America’s argument over the meaning of its Constitution started before the document was even ratified. Between October 1787 and May 1788, Alexander Hamilton, James Madison, and John Jay released a series of 85 essays now known collectively as The Federalist Papers. Published anonymously in newspapers and pamphlets under the pseudonym Publius, these pieces represent one of the earliest sustained efforts to explain the United States Constitution, which was then still being considered by state conventions. Although the governing blueprint was soon approved, the battle over its meaning rages on.

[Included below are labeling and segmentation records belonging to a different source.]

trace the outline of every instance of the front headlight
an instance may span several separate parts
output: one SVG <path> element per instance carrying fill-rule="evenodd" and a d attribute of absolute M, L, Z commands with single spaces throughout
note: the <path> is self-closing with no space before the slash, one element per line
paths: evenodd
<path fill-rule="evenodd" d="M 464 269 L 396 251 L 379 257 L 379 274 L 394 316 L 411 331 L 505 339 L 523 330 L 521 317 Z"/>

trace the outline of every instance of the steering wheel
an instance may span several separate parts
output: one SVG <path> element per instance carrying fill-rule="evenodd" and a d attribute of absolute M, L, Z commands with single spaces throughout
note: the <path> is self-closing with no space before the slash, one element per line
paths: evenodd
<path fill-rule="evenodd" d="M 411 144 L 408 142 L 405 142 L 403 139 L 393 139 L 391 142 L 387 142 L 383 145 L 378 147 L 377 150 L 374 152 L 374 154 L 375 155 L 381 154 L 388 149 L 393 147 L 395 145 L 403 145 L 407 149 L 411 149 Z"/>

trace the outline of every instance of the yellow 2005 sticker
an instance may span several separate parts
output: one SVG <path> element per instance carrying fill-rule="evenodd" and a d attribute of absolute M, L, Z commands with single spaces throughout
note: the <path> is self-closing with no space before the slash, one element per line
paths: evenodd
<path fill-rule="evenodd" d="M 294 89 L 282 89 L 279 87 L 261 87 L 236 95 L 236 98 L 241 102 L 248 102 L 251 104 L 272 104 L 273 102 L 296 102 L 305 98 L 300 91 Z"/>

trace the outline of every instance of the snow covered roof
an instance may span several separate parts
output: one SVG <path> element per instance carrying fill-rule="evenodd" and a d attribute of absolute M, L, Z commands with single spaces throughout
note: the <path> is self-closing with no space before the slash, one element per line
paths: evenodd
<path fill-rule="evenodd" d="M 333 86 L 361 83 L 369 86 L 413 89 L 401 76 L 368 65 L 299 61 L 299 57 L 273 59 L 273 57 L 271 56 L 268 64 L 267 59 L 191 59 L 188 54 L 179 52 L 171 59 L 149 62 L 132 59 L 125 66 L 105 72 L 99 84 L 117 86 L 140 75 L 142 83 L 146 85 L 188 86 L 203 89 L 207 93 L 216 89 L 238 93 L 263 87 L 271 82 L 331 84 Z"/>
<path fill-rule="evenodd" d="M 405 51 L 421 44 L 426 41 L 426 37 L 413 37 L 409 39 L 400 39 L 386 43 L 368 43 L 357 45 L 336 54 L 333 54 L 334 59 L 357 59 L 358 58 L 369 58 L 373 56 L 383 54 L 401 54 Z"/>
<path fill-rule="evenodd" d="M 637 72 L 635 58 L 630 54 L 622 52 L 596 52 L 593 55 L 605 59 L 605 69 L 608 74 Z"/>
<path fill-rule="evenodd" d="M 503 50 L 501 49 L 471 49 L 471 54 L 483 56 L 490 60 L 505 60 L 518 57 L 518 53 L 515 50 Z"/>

Today that long-running debate is largely organized around two competing ideas. On one side is a school of thought known as living constitutionalism, which holds that the document’s meaning must evolve to meet modern needs. Don’t let the dead hand of the past strangle the present, proponents of this view say. On the other side is the doctrine known as originalism, which maintains that the Constitution should be interpreted according to its meaning at the time it was adopted. If you want the text to evolve, originalists will tell you, there is a formal amendment process spelled out in Article V.
In his strange and fascinating new book America’s Unwritten Constitution, Yale law professor Akhil Reed Amar offers something of a third way, a liberal twist on originalism that draws heavily from both approaches. “Too often, each side shouts past the other,” Amar writes, “and both sides overlook various ways in which the text itself, when properly approached, invites recourse to certain nontexual—unwritten—principles and practices.” Despite his best efforts, Amar is unlikely to make peace between the two camps.